I cut this fine couple last time because they had suckass Steel Remains badges, and Richard Morgan is a chump for not coming to the con. I put them back this time because they look cool. I think they’re from the Devil May Cry video game, but I might be wrong.
Thor didn’t have any badge at all, because he was a hired actor posing outside the Marvel booth. Bah.
Me and my dad. Look! We have the same nose. Shame I didn’t get his blue eyes. I hear the ladies love that.
More Youngling Jedi action.
What are you, crazy?! Don’t grab the blade of the laser-sword! Where the heck are this kid’s parents?!
Me and my friend Jill. Jill and I went to high school together, and hadn’t seen each other in 18 years. Another facebook reunion.
Wait a minute… High School was 18 years ago? That’s how old I WAS when I graduated. Good lord. I’m 36.
Anyway, I am pointing at her badge, not her boobs.
Hey, just because I’m 36 doesn’t mean I have to act like it.

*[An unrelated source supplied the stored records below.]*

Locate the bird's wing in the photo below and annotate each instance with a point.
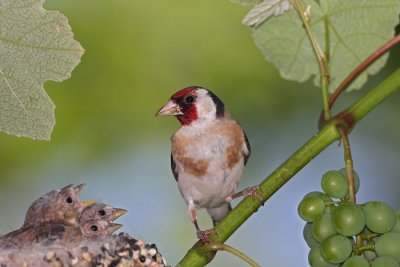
(248, 152)
(173, 168)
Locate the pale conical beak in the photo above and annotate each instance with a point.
(78, 188)
(88, 203)
(118, 213)
(170, 109)
(112, 227)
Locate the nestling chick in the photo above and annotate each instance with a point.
(61, 205)
(99, 228)
(208, 153)
(58, 233)
(101, 211)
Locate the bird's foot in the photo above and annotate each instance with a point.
(204, 236)
(249, 191)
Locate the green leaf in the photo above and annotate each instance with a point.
(264, 10)
(36, 45)
(355, 29)
(247, 2)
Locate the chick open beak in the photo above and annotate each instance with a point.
(118, 213)
(170, 109)
(112, 227)
(88, 203)
(78, 188)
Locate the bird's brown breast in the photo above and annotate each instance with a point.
(228, 130)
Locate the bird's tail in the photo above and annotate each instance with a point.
(217, 214)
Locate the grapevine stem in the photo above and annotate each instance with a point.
(327, 135)
(322, 58)
(216, 247)
(357, 71)
(348, 163)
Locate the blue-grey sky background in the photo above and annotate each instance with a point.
(137, 54)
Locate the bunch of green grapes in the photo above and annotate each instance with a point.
(342, 233)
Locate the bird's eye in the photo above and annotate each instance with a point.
(189, 99)
(69, 200)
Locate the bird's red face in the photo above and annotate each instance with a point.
(193, 104)
(182, 105)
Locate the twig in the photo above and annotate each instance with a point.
(216, 247)
(357, 71)
(321, 57)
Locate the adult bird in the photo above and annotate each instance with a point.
(208, 153)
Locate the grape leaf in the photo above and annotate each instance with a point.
(36, 45)
(355, 29)
(264, 10)
(247, 2)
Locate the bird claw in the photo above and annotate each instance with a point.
(204, 236)
(249, 191)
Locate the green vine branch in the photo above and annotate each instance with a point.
(326, 136)
(215, 247)
(357, 71)
(322, 57)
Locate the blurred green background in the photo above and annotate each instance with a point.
(137, 54)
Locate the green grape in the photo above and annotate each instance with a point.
(369, 254)
(388, 245)
(319, 194)
(356, 261)
(385, 261)
(348, 219)
(334, 184)
(336, 249)
(379, 217)
(316, 260)
(322, 196)
(323, 228)
(310, 208)
(396, 227)
(308, 236)
(356, 179)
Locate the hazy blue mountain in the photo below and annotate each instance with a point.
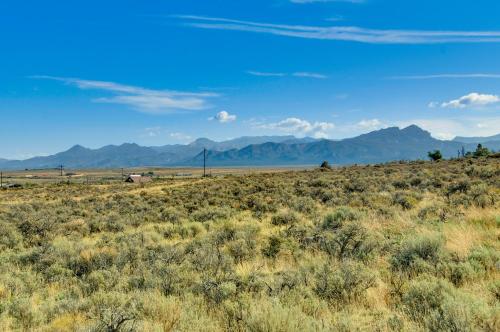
(379, 146)
(477, 139)
(125, 155)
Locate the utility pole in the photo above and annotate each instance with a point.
(204, 162)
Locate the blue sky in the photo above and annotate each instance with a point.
(166, 71)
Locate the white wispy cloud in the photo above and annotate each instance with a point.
(265, 74)
(296, 74)
(451, 76)
(345, 33)
(309, 75)
(370, 124)
(300, 127)
(180, 137)
(141, 99)
(472, 100)
(224, 117)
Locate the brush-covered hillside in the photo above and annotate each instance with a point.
(394, 247)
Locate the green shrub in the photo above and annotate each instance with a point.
(210, 214)
(436, 306)
(417, 255)
(336, 219)
(273, 247)
(348, 241)
(286, 218)
(346, 284)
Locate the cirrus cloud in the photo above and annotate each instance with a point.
(472, 100)
(224, 117)
(301, 127)
(138, 98)
(344, 33)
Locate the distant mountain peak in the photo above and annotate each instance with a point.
(415, 130)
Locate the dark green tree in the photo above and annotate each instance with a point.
(481, 151)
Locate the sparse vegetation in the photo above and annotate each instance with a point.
(394, 247)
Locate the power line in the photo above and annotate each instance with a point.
(204, 162)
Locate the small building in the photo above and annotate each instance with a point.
(136, 178)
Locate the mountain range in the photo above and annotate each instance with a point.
(383, 145)
(477, 139)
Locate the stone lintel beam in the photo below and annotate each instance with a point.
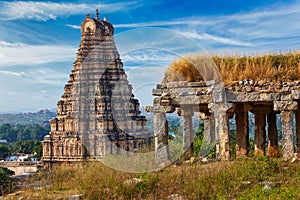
(185, 111)
(285, 105)
(204, 116)
(161, 138)
(262, 109)
(192, 100)
(272, 135)
(287, 134)
(219, 111)
(251, 97)
(260, 133)
(242, 129)
(158, 109)
(297, 115)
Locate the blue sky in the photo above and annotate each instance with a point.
(39, 39)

Hanging out with the Bat-Rogues is way better.
As my buddy Matt said, any other year, this picture would have been the highlight of the con. He’s not wrong. Dawn was sexy as hell, and it was really hard to keep eye contact when I was talking to her. I was going to just stand next to her for the pic, but she came in for me to put an arm around her, and who was I to complain?
Not sure if she had platforms on, or if she was just wicked tall.
Me and Robert VS Redick at the Del Rey afterparty. We’re facebook buds, which is nice, because I really have no other author friends, and other folks don’t always understand the madness we all share.
My friend Ting-Wei came up from DC for the con. She always makes me think of the Darkwing Duck theme. When there’s trouble you call TW.
Supersexy Fotini displaying her Warded Man tatt. Hawt.
In other news, there was another great Warded Man review the other day, this on in The Old Bat’s Belfry. Even though my agent described it as “not very quotable”, I think it was one of the better reviews I’ve read, because the reviewer doesn’t feel the need to recap the story and give away all the major plot points like a friggin’ 2nd grade book report. This is a skill the VAST majority of online reviewers would do well to master. Read the book. Talk about the story in general terms, describe what you liked or didn’t about the storytelling style or the overall themes. DO NOT write a bunch of fucking spoilers so that all the surprises in the book are robbed from anyone who reads your review.